Depremleri durduramayız
Bu etkileşimlerin Kıbrıs’ı nasıl ve ne zaman etkileyebileceğine dair bir soru üzerine Görür, levha hareketlerinden de denizlere bakarak da olabilecek olası bir depremin ne zaman olacağını nasıl olacağını yani yakın dönemde olup olmayacağını bilmediğini kaydederek, ancak bu 2 büyük depremden dolayı Kıbrıs’ta acil yönetim birimlerinin uyanık olması ve teyakkuzda olmasında yarar bulunduğunu söyledi.
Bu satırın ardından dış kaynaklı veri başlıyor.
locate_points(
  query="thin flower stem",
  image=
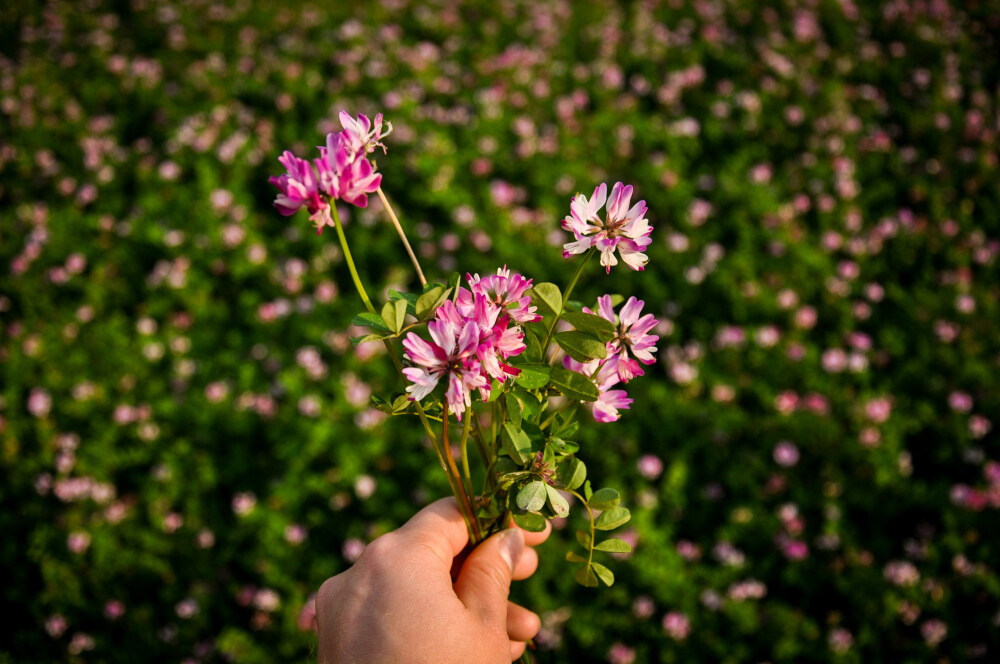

Görür, “Yine de illa buraya tehdit gelecek, Kıbrıs’ta da bir afet olacak mı bilmiyoruz” dedi.
Görür sözlerini şöyle sürdürdü:
“Türkiye özelinde olduğu gibi Kıbrıs’ta aynı şekilde özellikle güneyindeki dalma batma kolu nedeniyle ve Adana havzasının da güneyi içinde olması nedeniyle deprem üretebilecek bir adadır. Bu depremlerin çalışma mekanizması milyonlarca senedir var olmuş ve milyonlarca sene de devam edecek, Kıbrıs da depremleri durduramayız, depremlerin tekerrürü geniş aralıklarla da olabilir ama deprem zararlarını azaltabilecek çalışmaları yapmalıyız. Deprem zararlarını azaltmanın yolu Kıbrıs’ta deprem ile ilgili eğitimler oluşturmalı yani yerleşim alanlarını depreme dirençli hale getirmeli. Halk bilinçlendirilmeli, deprem öncesinde ve sonrasında ne yapacağını öğretmeli, anlatmalı ve bilgilendirmeli.”
Durup beklememeliyiz
Kentin altyapısının depreme dayanıklılığının kontrol edilmesi, büyük depremlere hazır hale getirilmesi ve aynı zaman da yakıt stokuna da özen gösterilmesi gerektiğini vurgulayan Görür, “Deprem yönetim dolapları düzenli hale getirmeli. Çevre de depremde tahrip olmayacak şekilde, ekosisteme de dikkat edecek şekilde korunmalı. Aynı zaman da Kıbrıs’ın ekonomisini de depreme dirençli hale getirmeliyiz. Ekonominin çarkları durmamalı. Depremi durup beklememeliyiz, deprem gelmeden önce bu hazırlıkları yapmalıyız, depreme dirençli hale gelmeliyiz ki, deprem geldiği zaman minimum zararda atlatalım.” dedi.